Yesterday was my last day of internship at AARP The Magazine (Yes, I finally wrote that forbidden word and before I publish this post, I’m going to put AARP as one of the tag).

Owh, most of you probably do not know why AARP is such a forbidden word on my blog. The reason is because I used to be one of their interns and we, and when I say we that means all employees, contractors, etc., are not supposed to mention (almost) anything about the company on our personal blog. They have this alert that will tell them everything that says AARP. It’s not something uncommon in a big company like AARP. So, I should I understand that. But, because I’m so out of there right now, I can say whatever I want. And I guarantee you, I’ll be honest here. Ready??


I LOVE my internship.There is nothing not to love about being an intern at AARP The Magazine. I know, you probably think, “So, you like working with old people?” or “Do you write about your grandma and grandpa?” Well, it’s not that bad to research on topics that appeal to that age group. I wouldn’t know that you could actually improve you eyesight just by believing that you could see better, if I didn’t research on deteriorating vision .

But, what I like most about this internship are the staff. Especially, my supervisor. I know most of you are familiar with one of those supervisors who thinks that you are JUST an intern. But not my supervisor.

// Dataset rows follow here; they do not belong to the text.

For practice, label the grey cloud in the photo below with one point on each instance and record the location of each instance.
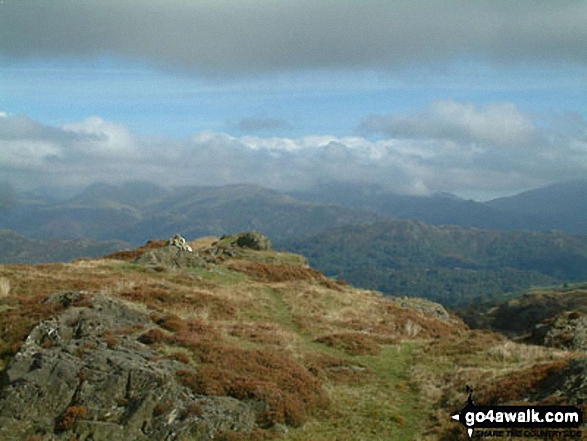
(233, 37)
(259, 124)
(500, 124)
(92, 150)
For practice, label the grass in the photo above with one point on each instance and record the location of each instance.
(331, 361)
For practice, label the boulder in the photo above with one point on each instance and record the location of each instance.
(85, 375)
(252, 239)
(171, 257)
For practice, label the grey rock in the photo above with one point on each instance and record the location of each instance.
(86, 358)
(171, 257)
(567, 330)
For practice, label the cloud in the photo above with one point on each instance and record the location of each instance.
(259, 124)
(468, 155)
(498, 124)
(235, 37)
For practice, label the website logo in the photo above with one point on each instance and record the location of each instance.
(514, 421)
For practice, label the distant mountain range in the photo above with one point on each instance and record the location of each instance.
(452, 265)
(136, 212)
(346, 231)
(557, 207)
(15, 248)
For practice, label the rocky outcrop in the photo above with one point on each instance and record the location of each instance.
(567, 330)
(252, 239)
(85, 375)
(179, 242)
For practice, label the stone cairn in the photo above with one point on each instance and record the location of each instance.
(179, 242)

He is the sweetest supervisor EVER. He doesn’t talk down to me, he said thank you all the time, and of course, he always said please when he asked me a favor.

I kind of have different expectations when I entered The Magazine, but I can’t always get what I want right? I mean, how could I expect five bylines if I can’t even think of the word “minutiae” instantly and always use the word “detail” instead.

Anyways, I met the nicest people during my internship. The editors always have their door opened for questions and ideas. They also treated me like I’m smarter than I actually am. They talked to me like I was born American. They really did treat me nicely and never looked down on me (see! I can’t think of another expression for “look down”). LOL. OK. Let’s put it this way, they treated me like, uhm… let’s say reliable adult??

So, yeah, I think the most valuable thing about my internship is the fact that I could meet and work with these awesome people. I can learn about where to put commas by reading a writing manual. I can do research in an instant on Google. But, I can’t meet these people if I went somewhere else for the internship.

Everyone was very helpful. There’s one day when I really need help with the archive and this lady (whose name I’m not going to mention) helped me find all the stuff that I was looking for and she actually stopped what she’s doing and showed me all the things that I needed. She didn’t look like she was in a hurry at all. I could tell that she was VERY VERY OK with helping me.

Also, as an intern, I was included in many of their stuff. At my previous intern site, interns were not part of meetings AT ALL. Here, at AARP The Magazine, interns are always going to be invited for regular meetings. So, interns learn the process of publishing an issue. I mean, at least interns know enough about the publication. Which intern wants to be clueless all the time? EXACTLY. Not here.

And you know what else I like? My supervisor never referred me as an intern on the phone. My supervisor always said, “Awis here will transfer you to the right person,” or “Awis will send you the issues.” I think it’s really cool because I felt like I was treated equally with the rest of the people in there. It’s a great feeling.

Bottom line… no one should be worried about what I’m going to say here in the first place. There’s zero negative thing to blab about here. Cool??

It’s nice that I don’t have to commute from Towson, MD to Washington, DC during rush hour ever again. But, it’s sad that I won’t be seeing these good people anymore. On my last day, when I said good bye to them, I literally had to hold a little bit of tears. I’m glad that I’m done but I just couldn’t believe that it’s over. =(

But, I’ll make sure to stay in touch with them. Maybe one day I’ll come back to America. Or maybe, one of them will travel to Indonesia. Who knows?